I have to get summary data from several rows. The summary fields are counts of the number of records have each value for various fields. For instance, a table with individuals age, city, job, etc, the summary data would come with fields like "countManager", "countCodeMonkey" for every job, after which "countChicago", "countNewYork" etc for metropolitan areas.
I understand that the simple way to get things are:
select count(*) from table group by age, city, job
But this really is vertical counting - another row for every value I want. Rather than rows using the counts, I want fields, because I've other fields to group by, for instance condition. And So I want my leads to seem like this:
| State | countManager | countMonkey | | IL | 3 | 25 | | NY | 5 | 40 |
I am searching at two ways to get this done. Finances one implemented, also it takes twenty minutes to complete. I am wondering if an alternative way could be faster.

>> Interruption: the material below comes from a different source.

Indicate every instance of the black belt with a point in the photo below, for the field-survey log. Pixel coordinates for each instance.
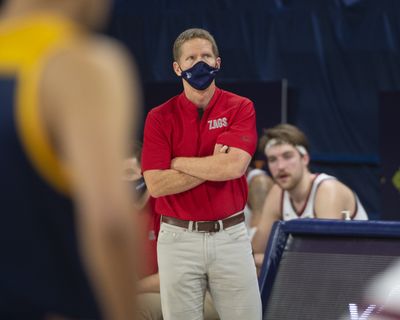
(205, 226)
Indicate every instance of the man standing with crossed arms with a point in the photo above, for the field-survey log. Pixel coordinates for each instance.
(201, 188)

The present way appears like this:
create view managers as select state, count(*) as theCount from table where job = 'Manager' group by state; create view monkeys as select state, count(*) as theCount from table where job = 'Monkey' group by state; select managers.theCount as managers, monkeys.theCount as monkeys from managers left join monkeys on managers.state = monkeys.state;
Within the real situation, there's about 20 more sights, and therefore 20 more joins.
I am thinking about the next horizontal count method rather:
select state, sum(case when job='Manager' then 1 else 0 end) as managers, sum(case when job='Monkey' then 1 else 0 end) as monkeys from table group by state;
This removes the joins. However I have no idea concerning the performance from the "sum situation" statement. Will this be any faster, comparable, or much reduced? Does the engine need to go with the rows multiple occasions, once for every such counted area? Or perhaps is it wise enough to count all of the fields in a single tell you, checking each value and incrementing the right sum?

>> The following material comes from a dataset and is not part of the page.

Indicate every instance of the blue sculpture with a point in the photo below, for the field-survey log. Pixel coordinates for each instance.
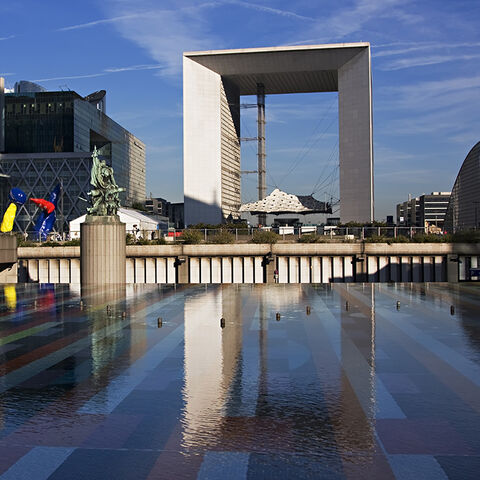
(19, 197)
(46, 221)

I might spend a part of each day writing a script to develop a giant quantity of garbage data to check this, but I'd still prefer to understand how the db engine reacts, that we could not find elsewhere online.
Totally is dependent around the engine and just how you need to begin to see the data, however your second item should certainly survive faster.

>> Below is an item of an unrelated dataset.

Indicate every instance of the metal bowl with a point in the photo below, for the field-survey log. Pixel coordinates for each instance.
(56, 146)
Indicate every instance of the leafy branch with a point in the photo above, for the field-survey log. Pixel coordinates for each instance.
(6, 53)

twenty minutes for the first totally absurd though unless of course you've literally vast amounts of rows. For the reason that situation you should think about archiving data on the monthly/weekly basis with precompiled aggregated data inside a table where one can slice and dice to match.
If there's not concurrency involving the transaction yet others, the "sum situation" is a great choice. Aggregate functions as
GROUP BY, degrade performance. Remain in touch with a couple of things: "divide and conquer" and "number information is more faster than text data".
Produce a datawarehouse (just one table, a database) to prevent concurrency and increase processing.
CPU are wonderful hand calculators: convert your categorical data (
"Woman") by number data (
62) and enhance your mining.
Clean a decision about database suppliers or plataform options, but relational algebra.